Intervention de Janez Lenarcic

Commission des affaires européennes — Réunion du 9 juillet 2020 à 8h35
Institutions européennes — Audition de M. Janez Lenarcic commissaire européen à la gestion des crises

Janez Lenarcic, commissaire européen à la gestion des crises :

En effet, après dix années de crise, la situation en Syrie, ainsi que dans les pays voisins, qui abritent un grand nombre de réfugiés syriens, continue de s'aggraver. C'est la raison pour laquelle l'Union européenne a décidé de poursuivre ses programmes d'aide humanitaire bénéficiant aux réfugiés syriens, en dépit du fait que le cadre financier est sur le point d'expirer. Il y a près de quatre millions de réfugiés civils syriens en Turquie, ce qui représente un fardeau considérable pour un seul pays. Les réfugiés syriens sont aussi nombreux au Liban - c'est le pays où le nombre de réfugiés syriens, rapporté à la population du pays d'accueil, est le plus important, alors même que le Liban est au bord de la banqueroute. Il y a aussi de nombreux réfugiés syriens en Jordanie, en Irak et en Égypte. C'est pourquoi la Commission européenne a proposé de poursuivre les actions humanitaires à destination de ces populations et nous espérons une décision positive du Parlement européen la semaine prochaine en faveur de ces initiatives.

Il y a aussi des millions de personnes déplacées à l'intérieur de la Syrie, non seulement dans les zones contrôlées par le gouvernement, mais aussi dans les régions du nord-est et du nord-ouest du pays. Les sanctions contre le régime syrien affectent naturellement les populations qui se trouvent dans les zones contrôlées par le gouvernement, mais pas en matière d'aide humanitaire, car les régimes de sanctions européennes et américaines prévoient des exemptions pour l'aide humanitaire. Environ la moitié de l'aide humanitaire fournie par l'Union européenne à la Syrie bénéficie aux populations se trouvant dans les zones contrôlées par le gouvernement, ce qui est cohérent avec les principes de l'Union européenne en matière d'aide humanitaire, à savoir que l'aide humanitaire doit aller à ceux qui en ont besoin, indépendamment de l'endroit où ils se trouvent. Or à l'évidence, de nombreuses populations civiles qui se trouvent dans les zones contrôlées par le gouvernement ont besoin de cette aide, ce qui justifie l'apport de cette aide de la part de l'Union.

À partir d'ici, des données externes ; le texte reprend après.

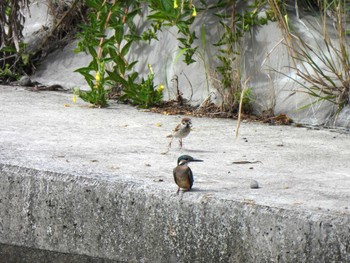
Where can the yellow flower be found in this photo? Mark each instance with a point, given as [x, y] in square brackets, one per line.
[150, 69]
[98, 77]
[160, 88]
[194, 13]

Les sanctions ne visent pas les populations civiles, a fortiori celles qui ont besoin d'aide humanitaire. Il y a néanmoins des difficultés, en particulier pour les transferts financiers, car les banques veulent minimiser les risques : elles préfèrent souvent ne pas s'engager plutôt que de courir le risque d'être accusées de violer les sanctions, et nous avons du mal à leur faire comprendre que l'aide humanitaire est exclue du cadre de ces sanctions. Nous multiplions nos efforts de pédagogie pour résoudre ces difficultés, mais sans toujours parvenir à convaincre nos interlocuteurs.

Cependant, les sanctions ne sont pas le plus gros défi auquel nous faisons face en Syrie. Le premier défi est la difficulté à apporter de l'aide humanitaire depuis l'extérieur de la Syrie vers des zones qui ne sont pas sous contrôle du gouvernement syrien. Le Conseil de sécurité des Nations Unies a autorisé l'apport de ce type d'aide humanitaire, mais cette autorisation expire demain, le 10 juillet 2020. Des négociations pour proroger cette autorisation ont lieu en ce moment même, à New York, parmi les membres du Conseil de Sécurité. En cas d'échec, des millions de personnes réfugiées et déplacées, en particulier dans le Nord-ouest de la Syrie, vont se trouver dans une situation encore plus dramatique, menaçant leur existence même.

L'autre grande difficulté concerne la capacité, pour des organismes d'aide humanitaire, d'opérer dans des zones contrôlées par le gouvernement syrien, car ces organisations rencontrent de grandes difficultés lorsqu'elles essaient d'apporter de l'aide humanitaire selon les principes qui régissent l'octroi de cette aide. Elles sont confrontées à des tentatives du gouvernement syrien de détourner l'aide vers des régions que le gouvernement souhaite favoriser, mais aussi à des obstacles administratifs et logistiques dès lors qu'elles essaient d'apporter de l'aide à des populations se trouvant dans des zones contrôlées par le gouvernement syrien. Les mesures prises par le gouvernement syrien constituent donc des obstacles majeurs à l'action humanitaire de l'Union en Syrie.